На гражданке с гипертрофированной принципиальностью оказалось устроиться не легче. Правда, принципами пришлось поступиться – зарабатывал тем, что писал денежным мешкам диссертации, притом по разным дисциплинам – политологии, экономике. Даже одну по физике. И все проходили без сучка и задоринки. Пытался заниматься бизнесом – ну, ясный пень, тут без вариантов, весёлые шальные деньги от такой зануды всегда бежали прочь. Писал публицистику в журналах. И сегодня остался как-то не у государственных дел. Что обидно. Должны быть какие-то структуры в государстве, которые находят и приспосабливают к делу таких фанатиков – до безумия честных, беззаветно преданных Родине и за неё готовых на всё, ни во что не ставящих свою жизнь, равно как и чужую. Но не вписался, бывает.
Слава Богу, жив-здоров. И одни из ярких воспоминаний – те самые дни в Южной Осетии, когда он стоял, ожидая свой пули, на берегу какой-то речки с непонятным названием…
Парад суверенитетов
Звиад Гамсахурдиа был истинным интеллигентом. Из самой-самой грузинской элиты. Отец – классик грузинской литературы. Предки – грузинские князья. И Звиад с детства был весь в думах о величии своего народа.

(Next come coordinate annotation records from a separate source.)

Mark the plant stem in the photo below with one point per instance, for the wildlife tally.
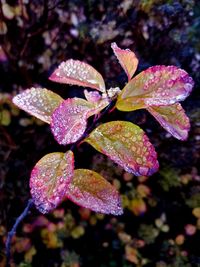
(91, 127)
(14, 228)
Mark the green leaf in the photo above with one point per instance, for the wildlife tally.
(173, 119)
(50, 179)
(38, 102)
(69, 120)
(156, 86)
(127, 145)
(90, 190)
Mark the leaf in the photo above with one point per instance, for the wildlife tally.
(173, 119)
(90, 190)
(127, 145)
(156, 86)
(78, 73)
(69, 120)
(127, 59)
(50, 179)
(38, 102)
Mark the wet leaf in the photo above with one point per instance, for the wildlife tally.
(69, 120)
(127, 145)
(78, 73)
(50, 179)
(38, 102)
(92, 96)
(156, 86)
(173, 119)
(90, 190)
(127, 59)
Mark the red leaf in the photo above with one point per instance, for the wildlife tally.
(127, 59)
(90, 190)
(50, 179)
(173, 119)
(78, 73)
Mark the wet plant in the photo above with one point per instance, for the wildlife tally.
(54, 178)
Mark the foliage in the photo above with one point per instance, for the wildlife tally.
(53, 177)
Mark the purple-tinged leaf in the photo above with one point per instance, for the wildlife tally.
(90, 190)
(69, 120)
(127, 145)
(78, 73)
(92, 96)
(156, 86)
(50, 179)
(38, 102)
(127, 59)
(173, 119)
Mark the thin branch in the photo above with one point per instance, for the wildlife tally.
(14, 228)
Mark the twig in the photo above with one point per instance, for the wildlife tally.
(13, 230)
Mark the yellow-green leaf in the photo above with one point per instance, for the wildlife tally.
(90, 190)
(127, 145)
(50, 179)
(173, 119)
(156, 86)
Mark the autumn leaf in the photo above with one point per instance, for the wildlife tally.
(50, 179)
(69, 120)
(90, 190)
(127, 59)
(173, 119)
(78, 73)
(156, 86)
(38, 102)
(127, 145)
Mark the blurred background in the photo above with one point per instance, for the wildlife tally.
(161, 222)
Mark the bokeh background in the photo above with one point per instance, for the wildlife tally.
(161, 222)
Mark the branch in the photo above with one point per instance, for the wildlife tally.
(14, 228)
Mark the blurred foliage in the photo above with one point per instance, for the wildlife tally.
(161, 223)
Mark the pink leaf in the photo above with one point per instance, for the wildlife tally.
(69, 120)
(127, 59)
(92, 96)
(90, 190)
(50, 179)
(173, 119)
(156, 86)
(127, 145)
(38, 102)
(78, 73)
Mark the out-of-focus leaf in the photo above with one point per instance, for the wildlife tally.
(90, 190)
(173, 119)
(156, 86)
(78, 73)
(69, 120)
(127, 59)
(38, 102)
(5, 117)
(127, 145)
(50, 179)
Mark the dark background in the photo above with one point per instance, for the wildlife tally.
(159, 228)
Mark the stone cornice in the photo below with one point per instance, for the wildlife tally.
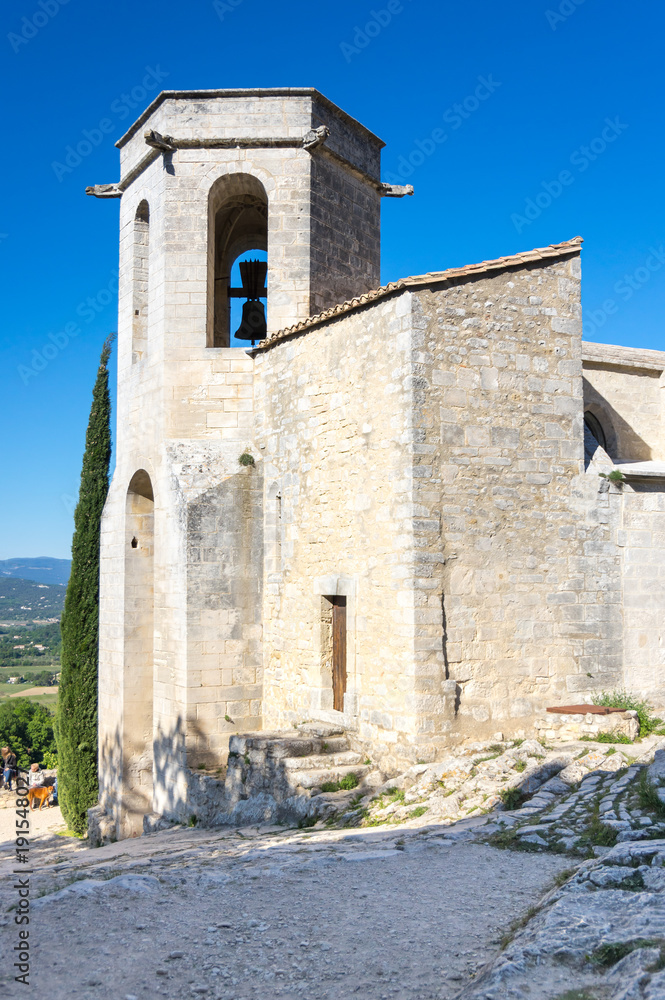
(622, 357)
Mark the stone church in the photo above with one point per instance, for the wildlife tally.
(386, 514)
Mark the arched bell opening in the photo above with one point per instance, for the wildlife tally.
(238, 230)
(140, 281)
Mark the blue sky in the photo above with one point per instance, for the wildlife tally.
(558, 132)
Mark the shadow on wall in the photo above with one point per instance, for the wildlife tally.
(121, 799)
(623, 442)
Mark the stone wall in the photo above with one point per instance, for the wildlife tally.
(641, 540)
(426, 453)
(531, 583)
(625, 390)
(334, 424)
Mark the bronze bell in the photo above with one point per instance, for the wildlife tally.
(253, 324)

Ещё при царствовании Хрущёва он утонул в каких-то диссидентских делах – создавал подпольные националистические организации, попадался, создавал другие. Например, пустил в большое плаванье Грузинскую Хельскинскую группу по правам человека – ну, прям снегурочка Алексеева в молодости. В общем, играл в игрушки. Впрочем, как оказалось, даже не особенно опасные.
Много я общался с грузинами. И смею заметить – хуже, чем там, элиты не было ни в одной советской республике. Особенно их детишки – даже не золотая, а какая-то бриллиантовая молодёжь. С детства воспитываемая в атмосфере вседозволенности, сознании собственной исключительности и ненависти к большому московскому брату. Жившая получше, чем князья. Уже тогда дома под Тбилиси стоили по миллиону рублей – это были дворцы, и от желающих купить отбоя не было. Это всё теневая экономика вперемешку с коррупцией, которым во всей неприглядности позволили вырасти в союзных республиках.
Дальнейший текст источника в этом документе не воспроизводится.